Despite refusing to visit another family, Sanchez feels that she cannot refuse to open her doors to her sister who lives next door. When she visits us, Sanchez sometimes puts on her mask and keeps her distance. Putting on the mask under her own roof with her sister doesn't feel natural, she said.

But her sister, who has diabetes – an underlying health condition that makes her more susceptible to COVID-19 – refused to wear a mask.

"She laughs at me, but well," said Sanchez. “I prefer to be safe. You never know if the people you are with have the virus or not. "

Hundreds of people gather in Ruben Salazar Park in Los Angeles

Hundreds of people gather at Ruben Salazar Park in Los Angeles in late August to commemorate the 50th anniversary of the Chicano moratorium and the death of Mexican-American journalist Ruben Salazar.

(Luis Sinco / Los Angeles Times)

Thames said people are unlikely to wear masks in their own home. Even in your own backyard, wearing a mask can create a sense of emotional distancing with family, she said.

"Bringing that to the level of the house where you should feel best protected … that's just not normal," she said.

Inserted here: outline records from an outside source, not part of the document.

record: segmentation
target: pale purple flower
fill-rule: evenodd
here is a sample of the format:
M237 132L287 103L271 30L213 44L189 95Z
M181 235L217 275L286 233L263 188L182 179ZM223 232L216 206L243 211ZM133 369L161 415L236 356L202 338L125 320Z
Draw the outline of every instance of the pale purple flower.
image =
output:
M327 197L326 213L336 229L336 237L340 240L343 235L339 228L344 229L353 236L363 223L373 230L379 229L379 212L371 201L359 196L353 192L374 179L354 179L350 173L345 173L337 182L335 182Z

Don Garcia, medical director at Clínica Monseñor Oscar A. Romero, who looks after mostly Latino patients in Boyle Heights, Pico-Union and Westlake, said one of his patients, a young woman, recently came to his office sick with the virus. When he asked where she had been, she replied that she had visited her child's father – who was also infected.

"She is positive now and lives in a one-bedroom apartment with her parents, sister, infant and one other child," he said. "So that created a very difficult situation."

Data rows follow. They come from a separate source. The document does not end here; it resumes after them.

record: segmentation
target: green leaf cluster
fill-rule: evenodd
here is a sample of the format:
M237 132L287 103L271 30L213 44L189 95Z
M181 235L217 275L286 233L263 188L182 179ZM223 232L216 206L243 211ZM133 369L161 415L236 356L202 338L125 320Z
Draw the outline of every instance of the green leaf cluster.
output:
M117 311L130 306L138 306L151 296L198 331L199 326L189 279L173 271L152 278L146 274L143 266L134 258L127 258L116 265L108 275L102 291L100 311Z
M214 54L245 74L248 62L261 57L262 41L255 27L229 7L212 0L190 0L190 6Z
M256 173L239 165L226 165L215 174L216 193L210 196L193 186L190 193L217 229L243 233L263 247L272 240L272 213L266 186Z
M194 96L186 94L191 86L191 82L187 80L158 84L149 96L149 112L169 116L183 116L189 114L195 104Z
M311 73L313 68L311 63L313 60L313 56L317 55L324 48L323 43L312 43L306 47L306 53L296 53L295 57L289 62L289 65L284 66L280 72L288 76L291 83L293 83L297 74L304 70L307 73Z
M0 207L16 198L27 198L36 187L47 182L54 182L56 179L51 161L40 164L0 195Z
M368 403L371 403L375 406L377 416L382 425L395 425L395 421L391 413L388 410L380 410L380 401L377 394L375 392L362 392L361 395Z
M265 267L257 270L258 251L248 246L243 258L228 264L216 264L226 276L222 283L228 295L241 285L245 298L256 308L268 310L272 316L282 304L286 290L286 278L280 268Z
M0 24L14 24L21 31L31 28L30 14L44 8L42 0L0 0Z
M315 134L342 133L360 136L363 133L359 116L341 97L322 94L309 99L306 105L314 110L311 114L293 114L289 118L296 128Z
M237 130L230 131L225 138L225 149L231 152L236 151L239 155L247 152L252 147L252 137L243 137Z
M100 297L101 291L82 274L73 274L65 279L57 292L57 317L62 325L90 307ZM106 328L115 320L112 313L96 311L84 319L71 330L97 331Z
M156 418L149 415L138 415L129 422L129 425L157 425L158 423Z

Garcia said that for fear of stigma, some people visit their families without telling them they tested positive or have been around people who tested positive for the virus.

Among working-class Latinos so dependent on a sense of community, fear of exclusion from COVID-19 can be voiced, said Hernan Hernandez, director of the California Farmworker Foundation.

"When you work in the field, it's a big, huge family," he said. "You are used to eating, sharing meals, and giving each other sodas with your friends and family."

In the early days of the pandemic, working-class Latinos in Kern County's communities received two conflicting messages: one from American media urging them to seek refuge; another from Spanish-speaking media in which they saw the Mexican president and others hug, kiss and shake hands without reservation, Hernandez said.

The foundation launched awareness campaigns and Mexican officials took the pandemic seriously when Mexico recorded some of the highest casualty rates in the world. Some of the family get-togethers began to decline or become more discreet, Hernandez said.

But he said as the number of infections slowly declined in parts of California, many people let go of their guard. Hernandez said in the neighborhood that he saw parking lots and streets that were full when people gathered again.

People will sit outside in their courtyards having a coffee or a carne asada grill, Hernandez said.

"We're starting to see these guidelines erosion," he said. "It's like a deadly cocktail."

Ana Cumplido, a 34-year-old retail resident, said that when her mother visits her home, she doesn't wear a mask. Cumplido said she couldn't get her mother to do it. and she relies on them for affordable childcare while she runs errands.

Her mother has diabetes and also has regular contact with other family members without a mask. Cumplido said she was not only worried about her mother, but also about her own children who could potentially get infected from her grandmother.

"I know if she gets the virus it's more dangerous for her," said Cumplido. "If she gets the virus, she could pass it on to the children."

Even so, the family tries to keep their distance and wear a mask outside the home. They greet each other with air hugs.

But when Cumplido's grandmother visits her, she always really hugs each other. And there is no denying that they are.